Darbelerle yüzleşme, milletin muhasaradan kurtuluşudur

İki gün önce eşzamanlı olarak 31 noktada başlatılan ve 28 kişinin gözaltına alınmasıyla sonuçlanan operasyonlarla, uzun süredir gerçekleşmesi beklenen 28 Şubat darbesinin soruşturulmasına başlandı. Önümüzdeki günlerde başka operasyon ve tutuklamalarla derinleşmesi beklenen yargılama süreci, Türkiye'nin demokratikleşme sürecine ilişkin önemli anlamlar taşımaktadır.
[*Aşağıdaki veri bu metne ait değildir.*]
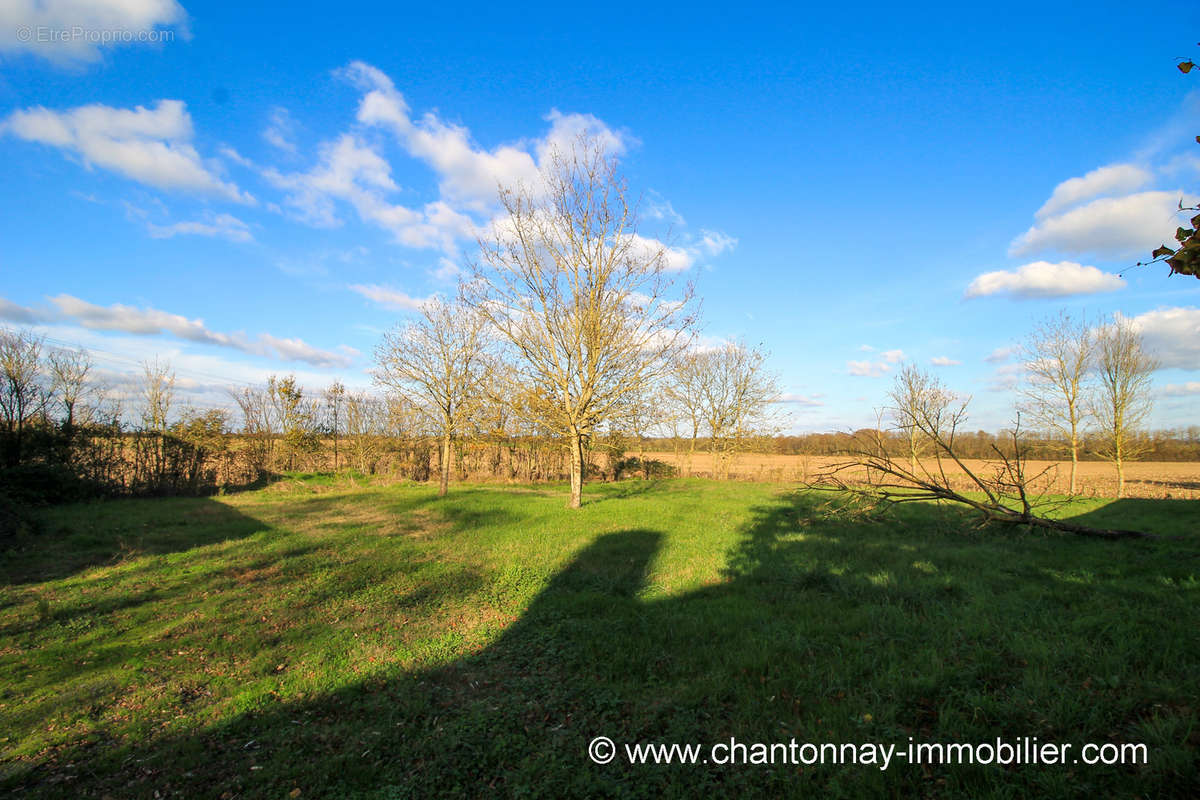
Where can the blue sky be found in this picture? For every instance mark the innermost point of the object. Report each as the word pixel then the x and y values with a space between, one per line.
pixel 249 192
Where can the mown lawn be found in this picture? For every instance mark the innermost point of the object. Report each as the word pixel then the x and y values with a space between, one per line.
pixel 327 638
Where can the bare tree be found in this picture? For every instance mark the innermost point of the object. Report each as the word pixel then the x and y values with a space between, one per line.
pixel 736 395
pixel 157 395
pixel 685 396
pixel 70 371
pixel 1122 400
pixel 295 416
pixel 335 397
pixel 436 364
pixel 22 396
pixel 918 400
pixel 258 426
pixel 1001 491
pixel 157 391
pixel 586 305
pixel 1057 358
pixel 365 428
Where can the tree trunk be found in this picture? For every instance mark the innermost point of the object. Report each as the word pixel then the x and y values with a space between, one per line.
pixel 576 469
pixel 445 467
pixel 1074 463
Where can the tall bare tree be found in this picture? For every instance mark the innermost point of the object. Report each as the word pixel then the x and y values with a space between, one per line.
pixel 918 401
pixel 1122 400
pixel 295 414
pixel 335 398
pixel 157 395
pixel 737 394
pixel 587 305
pixel 436 362
pixel 22 395
pixel 1057 356
pixel 685 396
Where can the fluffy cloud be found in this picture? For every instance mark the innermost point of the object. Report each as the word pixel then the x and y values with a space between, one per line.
pixel 353 172
pixel 389 298
pixel 1171 335
pixel 714 242
pixel 1121 227
pixel 1001 354
pixel 151 322
pixel 805 401
pixel 675 259
pixel 867 368
pixel 1114 179
pixel 222 226
pixel 468 174
pixel 1182 390
pixel 149 145
pixel 69 30
pixel 875 368
pixel 1044 280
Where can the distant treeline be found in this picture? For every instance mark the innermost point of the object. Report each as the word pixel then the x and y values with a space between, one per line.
pixel 1162 445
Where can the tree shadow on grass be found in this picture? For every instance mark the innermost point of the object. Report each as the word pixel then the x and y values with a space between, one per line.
pixel 823 627
pixel 75 537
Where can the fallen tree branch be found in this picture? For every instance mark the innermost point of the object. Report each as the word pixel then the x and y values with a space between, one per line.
pixel 1007 493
Türkiye, yeni bir Türkiye olmaya ve eski Türkiye'yi tasfiye etmeye doğru sonuna kadar kararlı bir siyasal tutum içindedir. Demokratikleşme perspektifi, bu yeni Türkiye siyasal iradesinin ana eksenini oluşturmaktadır. 2008'de başlayan Ergenekon soruşturması, ardından gerçekleşen referandum (12 Eylül 2010), faili meçhul cinayetleri ortaya çıkarma, 12 Eylül ile ilgili soruşturma ve son olarak 28 Şubat darbesiyle yüzleşme... Bütün bu girişimler siyasal bir mücadelenin demokratik iradesini ve Türkiye'nin yenilenmesini anlatmaktadır.
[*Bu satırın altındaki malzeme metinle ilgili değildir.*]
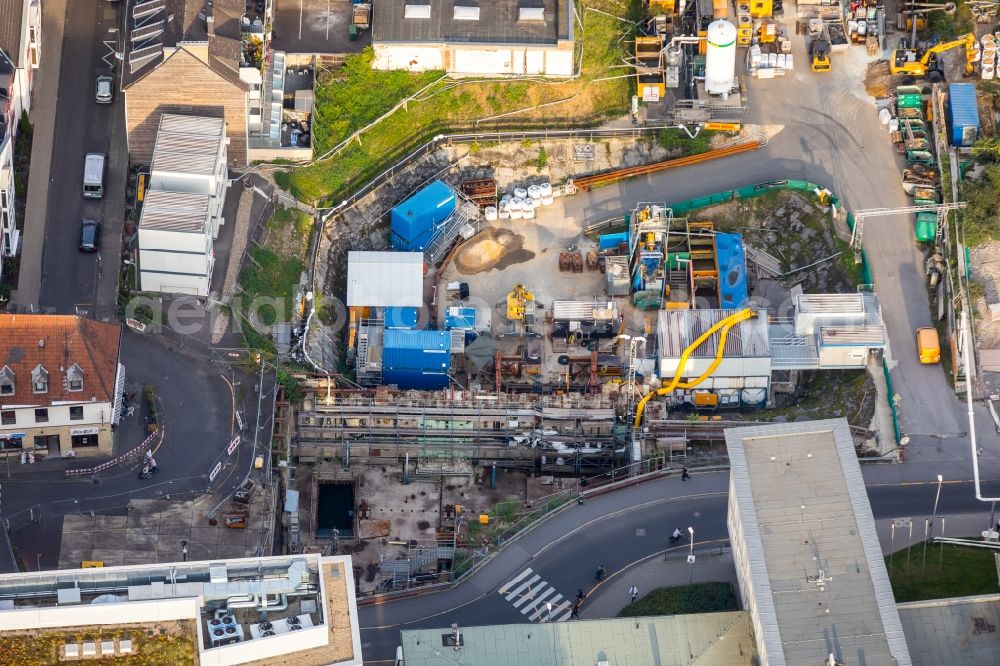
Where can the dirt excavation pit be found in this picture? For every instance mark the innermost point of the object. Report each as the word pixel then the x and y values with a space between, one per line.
pixel 491 248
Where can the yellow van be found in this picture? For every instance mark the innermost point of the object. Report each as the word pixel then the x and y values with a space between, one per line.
pixel 928 345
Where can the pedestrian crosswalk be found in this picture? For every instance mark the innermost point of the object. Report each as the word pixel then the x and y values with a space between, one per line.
pixel 536 599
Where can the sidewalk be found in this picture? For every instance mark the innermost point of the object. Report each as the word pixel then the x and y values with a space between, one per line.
pixel 43 117
pixel 712 564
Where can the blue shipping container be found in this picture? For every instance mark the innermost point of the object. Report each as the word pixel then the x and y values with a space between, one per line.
pixel 458 317
pixel 732 271
pixel 416 220
pixel 963 114
pixel 416 359
pixel 401 317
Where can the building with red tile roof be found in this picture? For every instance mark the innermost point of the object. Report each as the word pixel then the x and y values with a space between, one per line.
pixel 60 384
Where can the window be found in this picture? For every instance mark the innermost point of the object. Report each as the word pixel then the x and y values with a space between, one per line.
pixel 39 379
pixel 74 378
pixel 83 441
pixel 6 381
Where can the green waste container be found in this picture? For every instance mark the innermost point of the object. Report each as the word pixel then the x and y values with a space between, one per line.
pixel 926 227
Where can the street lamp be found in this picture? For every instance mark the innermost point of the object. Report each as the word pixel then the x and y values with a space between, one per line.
pixel 691 556
pixel 936 498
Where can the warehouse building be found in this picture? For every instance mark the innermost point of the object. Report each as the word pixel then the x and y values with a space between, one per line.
pixel 414 359
pixel 183 208
pixel 808 560
pixel 268 611
pixel 497 38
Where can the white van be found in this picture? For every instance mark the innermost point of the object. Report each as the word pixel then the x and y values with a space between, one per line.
pixel 93 176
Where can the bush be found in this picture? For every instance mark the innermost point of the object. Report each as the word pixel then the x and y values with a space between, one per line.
pixel 291 384
pixel 682 600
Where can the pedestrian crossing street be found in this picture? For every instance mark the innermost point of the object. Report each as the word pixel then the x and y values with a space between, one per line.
pixel 533 597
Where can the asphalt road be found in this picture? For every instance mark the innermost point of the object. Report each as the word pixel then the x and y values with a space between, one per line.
pixel 70 278
pixel 199 398
pixel 828 134
pixel 617 530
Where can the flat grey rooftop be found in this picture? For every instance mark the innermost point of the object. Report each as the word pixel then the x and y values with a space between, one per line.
pixel 952 632
pixel 498 21
pixel 819 581
pixel 706 639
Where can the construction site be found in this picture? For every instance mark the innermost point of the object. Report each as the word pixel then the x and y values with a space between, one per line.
pixel 494 348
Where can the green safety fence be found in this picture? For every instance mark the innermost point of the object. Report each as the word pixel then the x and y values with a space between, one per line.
pixel 892 404
pixel 760 189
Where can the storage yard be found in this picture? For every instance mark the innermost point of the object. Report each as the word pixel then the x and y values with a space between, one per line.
pixel 494 346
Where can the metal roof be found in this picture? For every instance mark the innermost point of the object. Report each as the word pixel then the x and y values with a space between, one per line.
pixel 851 336
pixel 679 328
pixel 961 630
pixel 817 583
pixel 705 639
pixel 385 279
pixel 584 310
pixel 175 211
pixel 188 144
pixel 830 303
pixel 11 19
pixel 498 22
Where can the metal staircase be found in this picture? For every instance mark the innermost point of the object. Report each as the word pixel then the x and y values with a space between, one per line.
pixel 466 213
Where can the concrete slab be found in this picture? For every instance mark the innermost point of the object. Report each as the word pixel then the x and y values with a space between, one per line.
pixel 201 551
pixel 232 551
pixel 315 26
pixel 169 549
pixel 112 557
pixel 71 559
pixel 140 541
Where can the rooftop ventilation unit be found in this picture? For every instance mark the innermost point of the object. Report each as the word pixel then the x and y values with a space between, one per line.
pixel 417 11
pixel 148 31
pixel 148 8
pixel 466 13
pixel 531 14
pixel 139 57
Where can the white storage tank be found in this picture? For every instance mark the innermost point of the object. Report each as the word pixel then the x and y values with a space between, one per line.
pixel 720 58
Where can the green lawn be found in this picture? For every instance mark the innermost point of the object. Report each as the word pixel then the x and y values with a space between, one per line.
pixel 270 277
pixel 352 97
pixel 965 572
pixel 684 599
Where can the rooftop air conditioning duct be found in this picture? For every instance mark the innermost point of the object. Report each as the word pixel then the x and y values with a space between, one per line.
pixel 417 11
pixel 466 13
pixel 531 14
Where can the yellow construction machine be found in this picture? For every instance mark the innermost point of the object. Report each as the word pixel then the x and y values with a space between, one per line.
pixel 722 328
pixel 913 63
pixel 819 51
pixel 520 304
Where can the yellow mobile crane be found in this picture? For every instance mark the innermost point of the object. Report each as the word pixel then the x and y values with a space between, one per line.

Her on yılda bir gerçekleştirdikleri darbelerle, Türkiye'nin değişim dinamiğini törpüleyen elitler, son birkaç yıldır, yargı önünde hesap veriyor. Darbeci geleneğin, "rejim", "düşmanlar", "hainler" gibi bir siyasal dil ile ürettikleri söylemler, bu söylemin oluşturduğu bürokratik oligarşi ve bunlara yaslanarak oluşan derin devlet aygıtı, Türkiye toplumunu hep bir muhasara altında tutmuştur. Kapalı toplum tarzını üreten ve süreklileştiren bu darbeci siyasal düzen, insanları, grupları, ideolojileri ve dinsel görüşleri dar bir cendere içinde tutmuştur. Bu nedenle toplum açılarak serpilememiş, üretkenliği körleşmiş, özgürlük talepleri bastırılmıştır.
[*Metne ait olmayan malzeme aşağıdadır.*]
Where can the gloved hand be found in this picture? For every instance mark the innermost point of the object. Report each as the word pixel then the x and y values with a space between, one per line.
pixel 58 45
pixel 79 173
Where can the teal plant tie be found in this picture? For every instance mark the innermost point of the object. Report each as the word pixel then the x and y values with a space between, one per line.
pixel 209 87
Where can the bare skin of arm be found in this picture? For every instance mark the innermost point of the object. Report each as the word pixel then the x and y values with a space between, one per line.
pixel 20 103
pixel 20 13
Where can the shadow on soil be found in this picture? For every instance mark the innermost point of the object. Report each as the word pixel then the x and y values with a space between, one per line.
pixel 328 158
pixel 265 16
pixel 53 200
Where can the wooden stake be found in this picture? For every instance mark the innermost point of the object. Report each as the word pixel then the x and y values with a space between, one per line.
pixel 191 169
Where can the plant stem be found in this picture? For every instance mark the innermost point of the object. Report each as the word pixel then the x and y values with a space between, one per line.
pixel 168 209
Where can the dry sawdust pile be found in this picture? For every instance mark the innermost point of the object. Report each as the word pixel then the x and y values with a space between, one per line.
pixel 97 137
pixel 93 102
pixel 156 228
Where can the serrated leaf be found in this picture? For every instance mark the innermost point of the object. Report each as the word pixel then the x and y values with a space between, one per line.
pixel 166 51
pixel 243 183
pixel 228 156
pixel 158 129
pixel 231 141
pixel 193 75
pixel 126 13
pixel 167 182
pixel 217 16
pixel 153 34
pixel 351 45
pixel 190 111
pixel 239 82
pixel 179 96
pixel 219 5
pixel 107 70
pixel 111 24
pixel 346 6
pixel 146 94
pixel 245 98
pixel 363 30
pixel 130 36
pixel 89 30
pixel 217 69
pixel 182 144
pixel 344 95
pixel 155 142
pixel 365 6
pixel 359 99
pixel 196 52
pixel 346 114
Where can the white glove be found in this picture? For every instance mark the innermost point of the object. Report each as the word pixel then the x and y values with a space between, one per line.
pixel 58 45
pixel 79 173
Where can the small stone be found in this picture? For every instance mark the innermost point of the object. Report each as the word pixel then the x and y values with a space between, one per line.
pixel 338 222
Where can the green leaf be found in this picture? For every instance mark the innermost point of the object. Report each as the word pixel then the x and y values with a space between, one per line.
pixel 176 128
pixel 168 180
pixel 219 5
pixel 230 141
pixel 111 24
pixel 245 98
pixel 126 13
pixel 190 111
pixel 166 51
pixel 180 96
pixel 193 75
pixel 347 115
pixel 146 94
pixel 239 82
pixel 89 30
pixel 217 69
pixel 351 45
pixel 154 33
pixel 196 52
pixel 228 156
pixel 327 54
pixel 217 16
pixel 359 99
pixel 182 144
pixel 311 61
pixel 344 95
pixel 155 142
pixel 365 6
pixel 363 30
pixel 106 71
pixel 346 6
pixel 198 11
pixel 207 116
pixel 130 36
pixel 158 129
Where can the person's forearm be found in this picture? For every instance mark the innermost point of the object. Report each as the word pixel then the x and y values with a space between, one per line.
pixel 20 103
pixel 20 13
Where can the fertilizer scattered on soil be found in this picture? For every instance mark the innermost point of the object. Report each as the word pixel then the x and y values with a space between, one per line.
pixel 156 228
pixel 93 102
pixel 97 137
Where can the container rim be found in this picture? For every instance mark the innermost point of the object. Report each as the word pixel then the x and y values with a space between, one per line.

AK Parti, ikinci dönem iktidarından sonra yeni Türkiye'nin demokrasi ve refah taleplerini siyasal düzenin içine taşıyarak darbecilerle yüzleşme cesaretini ortaya koymaktadır. Darbelerle yüzleşme süreci derinleştikçe, toplumsal barış ve siyasi istikrar da güçlenmektedir. 28 Şubat darbesine yönelik soruşturma süreci de bu bağlam içinde anlamlandırılmalıdır.

28 Şubat'ın karnesi
Bugünlerde süren operasyonların anlam dünyasını çözmek için bellekleri tazelemekte yarar var. 28 Şubat Darbesi, post-modern şartların medya, kültür ve akademik imkânlarından yararlanarak hareket ettiği için, önceki darbeler gibi şiddeti fiziksel anlamda kullanma ihtiyacını duymamıştır. Bu nedenle sadece tankların yürütülmesiyle yetinilmiştir. Öte yandan büyük bir medya ordusu, akademisyenler çevresi, yargı mensupları bu darbeci girişimin yanında yer alarak onu desteklemek zorunda ya da gönüllülüğünde olmuştur. Son darbe, yine hükümeti zorla yerinden etmiş, başbakanın istifa etmesi için baskı kurmuş ve yerine demokratik usullere uygun yeni başbakan olarak Çiller'in atanmaması için her çeşit şantaj ve baskı yoluna başvurmuştur.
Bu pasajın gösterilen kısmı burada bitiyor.